Retrieval and Richness when Querying by Document
Paper will be appeared in DESIRES 2018
The experiment framework start from the ingestion of RCV1-v2 collection and the relevancy information. The detail information of the collection can be found in this site.
Detail arguments are listed in each python script by calling python {script}.py --help
.
Environment Requirement
- python >= 3.6
- Elasticsearch Server 6.2 (has not test on >6.2 but should work)
- Other python packages listed in
requirments.txt
Preprocessing Collection
All experiments will make use of the output files from the following three commands.

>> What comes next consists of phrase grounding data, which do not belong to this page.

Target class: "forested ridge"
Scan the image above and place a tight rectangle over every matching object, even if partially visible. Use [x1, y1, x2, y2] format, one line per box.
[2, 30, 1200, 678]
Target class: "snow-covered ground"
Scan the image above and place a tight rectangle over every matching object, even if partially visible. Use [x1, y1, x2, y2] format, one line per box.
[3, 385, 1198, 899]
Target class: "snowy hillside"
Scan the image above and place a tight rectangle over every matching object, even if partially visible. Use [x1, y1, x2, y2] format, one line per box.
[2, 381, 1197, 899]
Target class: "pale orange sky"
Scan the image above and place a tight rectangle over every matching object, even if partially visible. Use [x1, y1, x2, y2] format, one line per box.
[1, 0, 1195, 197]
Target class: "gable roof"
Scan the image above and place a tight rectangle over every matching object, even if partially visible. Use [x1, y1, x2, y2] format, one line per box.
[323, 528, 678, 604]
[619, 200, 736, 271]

- Ingestion of the raw collection
python helpers.py ingest {directory to collection} {output filename}
- Parse .qrels file
python helpers.py qrels {directory containing all 3 .qrels files} {output filename} {output file from 1}
- Create query document by sampling from the relevant documents of each category
python helpers.py sample {output file from 2} {output filename}
Elasticsearch Experiment
- Index the collection in Elasticsearch
python es_indexing.py {Elasticsearch server}
detail arguments please callpython es_indexing.py --help
- Run Elasticsearch experiments
python es_exp.py {Elasticserach server} {index name} {type of experimenting query}
detail arguments please callpython es_exp.py --help
Scikit-learn Experiment
- Create document-term vector file
python vectorize.py {ingested collection} {style: tfidf/bm25}
detail arguments please callpython vectorize.py {ingested collection} {style} --help
- Dump Elasticsearch index as vector file
python es_dumpvec.py {Elasticsearch server} {index name} {output file}
- Run scikit-learn experiments
python sklearn_exp.py {category} {document vector file} {query style: similarity/onehot/other}
detail arguments please callpython sklearn_exp.py --help
Reference
Please kindly cite the following paper
Eugene Yang, David D. Lewis, Ophir Frieder, David Grossman, and Roman Yurchak. 2018. Retrieval and Richness when Querying by Document. In Proceedings of Design of Experimental Search & Information REtrieval Systems (DESIRES 2018)